Roma - Federalismo, caso Ruby, terzo polo, giustizia. Alla fine i quattro temi roventi rischiano di ustionare pure Fini. Sul federalismo fiscale, al vaglio della bicameralina per il parere non vincolante, il finiano Mario Baldassarri è in imbarazzo. Lui, come del resto il rappresentante dell’Italia dei valori Felice Belisario, in queste ore è oggetto del pressing del governo. Un loro voto favorevole o una loro astensione potrebbe infatti fare esultare la Lega e quindi la maggioranza. Si supererebbe l’empasse del pareggio in commissione - per ora si resta sul 15 a 15 - e in futuro si potrebbe mettere il marchio su una delle riforme più attese dal Paese. Tuttavia, per questioni politiche, né il finiano né il dipietrista se la sentono di contribuire a dare una boccata d’ossigeno al governo. Ecco il dilemma. Nell’attesa di sciogliere il nodo, da Palazzo Chigi è arrivata qualche apertura alle richieste di entrambi. Il finiano, dopo un incontro a palazzo Grazioli con il ministro Calderoli e il premier Berlusconi, ha strappato l’ok su qualche sua proposta di modifica ma non su tutto. Aperture non sufficienti, come dichiarato dallo stesso Baldassarri, anche se un segnale ieri c’è stato: a un emendamento proposto dal Pd, il finiano infatti s’è astenuto.
Ma anche sul caso Ruby il Fli è tutt’altro che compatto. Oggi, infatti, ci sarà il voto dell’Aula sulla richiesta avanzata dai pm di Milano di poter perquisire l’ufficio di Giuseppe Spinelli. E i fari sono puntati sul finiano Giuseppe Consolo. L’avvocato, infatti, nei giorni scorsi ha fatto sapere come la pensa: «La competenza a indagare sul caso Ruby è del tribunale dei ministri e non delle procura meneghina», disse in un’intervista al Corsera. E ancora: «Non riesco a comprendere, da uomo di legge, come dei magistrati preparati come i pm della procura di Milano non abbiano applicato la legge costituzionale del 16 gennaio 1989 sui reati ministeriali. Nell’articolo 6 al secondo comma, c’è scritto chiaramente che il procuratore della Repubblica, “omessa ogni indagine, entro il termine di quindici giorni, trasmette con le sue richieste gli atti relativi al tribunale dei ministri”». Voterà in dissenso al gruppo? Si asterrà? Probabilmente alla fine si conformerà alle direttive del capo, motivando però i suoi «dubbi» di fondo.

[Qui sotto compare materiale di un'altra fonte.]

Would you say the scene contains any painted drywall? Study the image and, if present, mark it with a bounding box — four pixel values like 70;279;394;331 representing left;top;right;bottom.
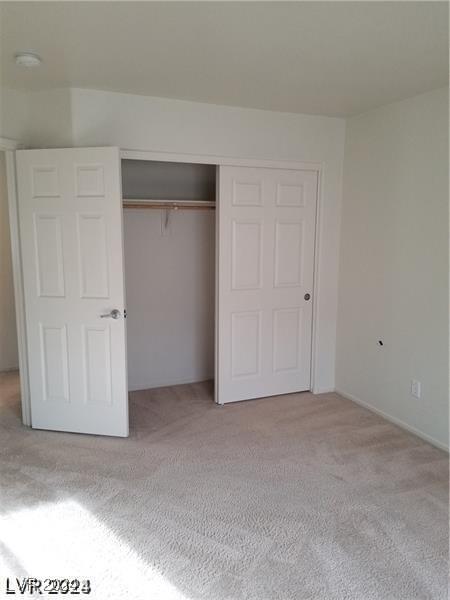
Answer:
124;209;215;390
336;89;449;446
6;89;345;392
72;89;345;392
0;152;19;372
0;87;30;142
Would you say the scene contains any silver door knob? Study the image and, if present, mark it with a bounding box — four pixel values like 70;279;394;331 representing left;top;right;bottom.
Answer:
100;308;120;319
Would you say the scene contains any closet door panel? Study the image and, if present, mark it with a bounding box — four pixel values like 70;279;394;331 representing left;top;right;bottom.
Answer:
17;148;128;436
216;167;317;403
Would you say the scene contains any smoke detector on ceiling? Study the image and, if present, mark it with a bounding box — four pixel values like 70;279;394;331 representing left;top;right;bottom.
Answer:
15;52;42;68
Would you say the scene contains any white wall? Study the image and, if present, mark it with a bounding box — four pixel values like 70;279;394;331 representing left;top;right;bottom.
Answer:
70;89;345;391
336;90;449;446
0;86;29;142
124;209;215;390
2;89;345;392
0;152;19;371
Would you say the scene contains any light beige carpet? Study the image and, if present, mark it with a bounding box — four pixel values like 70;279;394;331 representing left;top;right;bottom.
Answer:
0;375;448;600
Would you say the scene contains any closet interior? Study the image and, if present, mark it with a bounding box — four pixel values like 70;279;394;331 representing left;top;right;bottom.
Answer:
122;159;216;391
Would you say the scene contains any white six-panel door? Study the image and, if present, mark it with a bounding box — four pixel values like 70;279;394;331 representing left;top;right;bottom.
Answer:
216;166;317;403
17;148;128;436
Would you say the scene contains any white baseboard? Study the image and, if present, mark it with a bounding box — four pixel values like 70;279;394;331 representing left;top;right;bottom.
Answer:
311;387;336;394
128;375;214;392
335;389;449;452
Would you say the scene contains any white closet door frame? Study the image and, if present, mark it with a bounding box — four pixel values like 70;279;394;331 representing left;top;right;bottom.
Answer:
8;147;324;426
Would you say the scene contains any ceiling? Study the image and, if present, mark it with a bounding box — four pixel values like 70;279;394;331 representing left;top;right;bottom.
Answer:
1;1;448;116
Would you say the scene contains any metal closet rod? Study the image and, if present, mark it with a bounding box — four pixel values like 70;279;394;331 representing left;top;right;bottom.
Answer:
123;198;216;210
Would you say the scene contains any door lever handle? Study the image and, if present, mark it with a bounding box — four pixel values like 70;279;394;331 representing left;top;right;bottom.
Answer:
100;308;121;319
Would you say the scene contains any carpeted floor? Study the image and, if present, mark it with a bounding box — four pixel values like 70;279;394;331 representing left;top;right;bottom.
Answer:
0;374;448;600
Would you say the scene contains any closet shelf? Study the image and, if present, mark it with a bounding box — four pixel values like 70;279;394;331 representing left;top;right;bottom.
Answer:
123;198;216;210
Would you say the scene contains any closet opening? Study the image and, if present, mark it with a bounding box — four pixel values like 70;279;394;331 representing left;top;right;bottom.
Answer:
122;159;216;401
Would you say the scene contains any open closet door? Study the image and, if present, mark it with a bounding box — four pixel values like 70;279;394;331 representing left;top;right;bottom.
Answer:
216;166;317;404
16;148;128;436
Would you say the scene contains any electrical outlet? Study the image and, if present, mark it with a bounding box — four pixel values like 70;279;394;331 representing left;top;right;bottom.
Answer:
411;379;422;398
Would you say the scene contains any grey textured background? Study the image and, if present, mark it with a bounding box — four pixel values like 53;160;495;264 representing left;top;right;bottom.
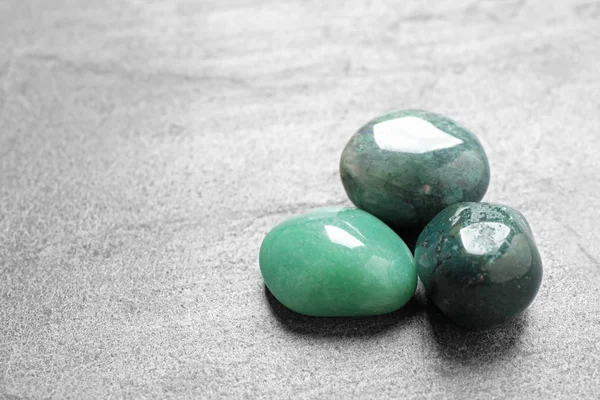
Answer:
0;0;600;399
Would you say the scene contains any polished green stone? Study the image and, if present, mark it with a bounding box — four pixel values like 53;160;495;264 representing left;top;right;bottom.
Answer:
415;203;542;328
340;110;490;228
260;207;417;317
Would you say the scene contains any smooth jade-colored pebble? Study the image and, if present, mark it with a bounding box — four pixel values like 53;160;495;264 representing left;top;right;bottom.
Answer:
340;110;490;228
260;207;417;317
415;203;542;328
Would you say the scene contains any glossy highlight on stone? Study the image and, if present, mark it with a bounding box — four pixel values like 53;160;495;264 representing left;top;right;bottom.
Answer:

Sullo sfondo i malesseri per il terzo polo, orizzonte che non piace a molti soldati finiani. L’ultimo a gridare il proprio mal di pancia è stato Luca Barbareschi col suo: «Mai con Rutelli e non voglio che il Fli diventi un partito allineato con la sinistra». E ancora: «Se devo andare alle elezioni con De Mita anche mia figlia mi fa una pernacchia». Critiche che non sono piaciute ai colleghi che ieri lo hanno dimostrato platealmente. Durante la riunione del gruppo del Fli alla Camera, infatti, all’ingresso di Barbareschi qualche finiano s’è alzato e se n’è andato. L’accusa: aver osato presentarsi ad Arcore lunedì scorso per parlare con Berlusconi. Peggio: Barbareschi s’è spinto a dire che a suo parere «nell’inchiesta su Ruby ci sono delle foto fatte in casa di Berlusconi con strumenti professionali usati per lo spionaggio. E quindi non è più un Paese libero». Sul futuro politico di Barbareschi resta il mistero anche se non viene smentita l’ipotesi delle sue dimissioni da parlamentare.
Tornando alle alleanze future, nel Fli i nervi restano tesi. Posto che alle prossime elezioni amministrative al primo turno i finiani si presenteranno assieme ad Api, Udc e Mpa, in tanti hanno respinto la politica dei due forni. Il rischio: continuare a fare la ruota di scorta di Casini con il timore di seguirlo anche in un appoggio a candidati del centrosinistra. Roba da far venire l’orticaria a molti. Forse anche a uno come Roberto Rosso, ex pidiellino passato in Futuro e libertà lo scorso novembre. Lui, coordinatore regionale del Piemonte, è al centro di molti rumors. Anche lui sarebbe un malpancista e nei giorni scorsi ha avuto un colloquio con il coordinatore del Pdl Denis Verdini. D’altronde Rosso la pensa più o meno come Barbareschi, tanto da lanciare il deputato attore come sindaco di Torino: «È l’uomo giusto». Peccato sia arrivato il niet di Casini. Rosso poi, in tema di giustizia, non è troppo lontano dal Pdl.